I upload some blends I make or special prep teas I nab under the company name “Green Raven Tea and Coffee” and the vast majority of these posts will be blends crafted to create flavors/characteristics not inherent in any one particular tea.
I’ve worked as a tea buyer for a smallish cafe and try to keep apprized of shifts in offerings even when not selecting for a business so I wind up sampling a ton of wholesale samples from a couple companies in particular but try to branch out to as many companies as I can find. Until Steepster integrates some form of comparative tasting feature, none of my cupping notes will make it onto my reviews unless wrapped up into something I feel compelled to drink multiple times on its own.

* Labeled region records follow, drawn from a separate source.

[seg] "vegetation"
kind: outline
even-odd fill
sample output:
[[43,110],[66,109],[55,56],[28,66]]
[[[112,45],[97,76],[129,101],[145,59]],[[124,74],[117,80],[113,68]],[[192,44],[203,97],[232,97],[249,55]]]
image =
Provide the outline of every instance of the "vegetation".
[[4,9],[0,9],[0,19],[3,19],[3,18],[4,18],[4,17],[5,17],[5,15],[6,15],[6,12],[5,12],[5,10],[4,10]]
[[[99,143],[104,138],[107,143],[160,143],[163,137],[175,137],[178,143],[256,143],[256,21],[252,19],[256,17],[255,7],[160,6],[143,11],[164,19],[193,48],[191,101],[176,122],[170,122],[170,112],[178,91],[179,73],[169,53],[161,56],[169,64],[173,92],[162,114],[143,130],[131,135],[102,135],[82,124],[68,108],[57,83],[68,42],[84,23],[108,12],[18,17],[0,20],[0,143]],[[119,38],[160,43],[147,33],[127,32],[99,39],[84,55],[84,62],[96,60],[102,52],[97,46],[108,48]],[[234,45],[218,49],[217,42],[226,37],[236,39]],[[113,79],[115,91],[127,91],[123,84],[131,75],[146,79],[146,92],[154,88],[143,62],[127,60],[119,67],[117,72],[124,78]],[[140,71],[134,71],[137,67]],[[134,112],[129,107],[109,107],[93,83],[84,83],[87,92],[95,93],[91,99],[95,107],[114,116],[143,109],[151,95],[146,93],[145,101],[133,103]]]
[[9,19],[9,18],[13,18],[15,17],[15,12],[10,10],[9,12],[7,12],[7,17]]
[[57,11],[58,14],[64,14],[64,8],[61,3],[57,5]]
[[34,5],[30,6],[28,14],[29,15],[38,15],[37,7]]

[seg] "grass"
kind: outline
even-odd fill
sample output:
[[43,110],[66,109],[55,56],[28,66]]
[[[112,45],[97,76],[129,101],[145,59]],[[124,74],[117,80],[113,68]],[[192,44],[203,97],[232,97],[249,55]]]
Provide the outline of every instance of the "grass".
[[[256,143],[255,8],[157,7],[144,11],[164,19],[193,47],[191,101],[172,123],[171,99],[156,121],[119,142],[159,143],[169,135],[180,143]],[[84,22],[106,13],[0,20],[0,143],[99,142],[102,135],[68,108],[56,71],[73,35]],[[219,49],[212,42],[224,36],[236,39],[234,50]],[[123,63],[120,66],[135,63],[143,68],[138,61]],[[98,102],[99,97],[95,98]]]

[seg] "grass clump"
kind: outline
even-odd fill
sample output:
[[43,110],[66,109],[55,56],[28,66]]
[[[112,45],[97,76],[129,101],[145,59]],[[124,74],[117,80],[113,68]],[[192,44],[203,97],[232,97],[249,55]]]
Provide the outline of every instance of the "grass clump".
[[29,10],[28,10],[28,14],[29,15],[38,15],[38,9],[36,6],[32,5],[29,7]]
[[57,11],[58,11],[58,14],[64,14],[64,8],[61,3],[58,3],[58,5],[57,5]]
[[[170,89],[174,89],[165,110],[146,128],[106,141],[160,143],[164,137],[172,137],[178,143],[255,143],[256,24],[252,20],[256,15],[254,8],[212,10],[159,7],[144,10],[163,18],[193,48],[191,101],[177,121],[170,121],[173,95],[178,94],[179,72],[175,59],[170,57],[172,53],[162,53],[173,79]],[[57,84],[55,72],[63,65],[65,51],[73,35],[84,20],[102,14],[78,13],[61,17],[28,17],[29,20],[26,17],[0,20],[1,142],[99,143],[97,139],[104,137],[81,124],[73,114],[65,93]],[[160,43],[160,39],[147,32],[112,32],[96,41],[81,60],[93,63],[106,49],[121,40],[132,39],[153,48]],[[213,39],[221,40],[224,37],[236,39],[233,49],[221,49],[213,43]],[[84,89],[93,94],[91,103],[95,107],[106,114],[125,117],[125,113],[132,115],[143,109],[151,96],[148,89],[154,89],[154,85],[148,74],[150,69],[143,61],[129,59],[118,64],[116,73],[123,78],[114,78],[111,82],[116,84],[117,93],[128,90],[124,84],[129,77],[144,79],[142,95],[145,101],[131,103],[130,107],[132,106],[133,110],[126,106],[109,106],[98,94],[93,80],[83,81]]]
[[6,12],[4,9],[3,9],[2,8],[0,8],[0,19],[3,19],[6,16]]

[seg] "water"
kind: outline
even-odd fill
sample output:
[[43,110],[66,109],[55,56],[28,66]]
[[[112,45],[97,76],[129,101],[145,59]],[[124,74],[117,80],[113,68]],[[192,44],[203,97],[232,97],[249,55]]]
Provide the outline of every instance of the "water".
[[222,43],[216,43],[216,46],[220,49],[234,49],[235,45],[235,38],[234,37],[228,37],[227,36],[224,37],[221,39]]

Since all the cool kids are doing it, here’s my big fat ratings scheme:

0-12…..Ugh, don’t wish on anyone
13-25….Bad, won’t touch again
26-37….Huh, not worth the effort
38-50….Meh, unremarkable
51-62….Okay, good tea
63-75….Tasty, really good tea
76-87….Yum, wonderful
88-100…Wow, really spectacular

There shouldn’t be many postings at all from me ranked 26-50 since unremarkable teas are unlikely to make me remark on ’em but to “earn” a score 37 or below I have to be disappointed to the point where others may ask for a refund or turn down offers even when free or offered as a gift (beyond stale).

I’ve got a ton of respect for anything rated 63 or higher.

For a tea to get 71 or more, it has to be pretty special and kinda blow my socks off.

The 90s are reserved for wonders that make me reevaluate my views of the world of tea as a whole.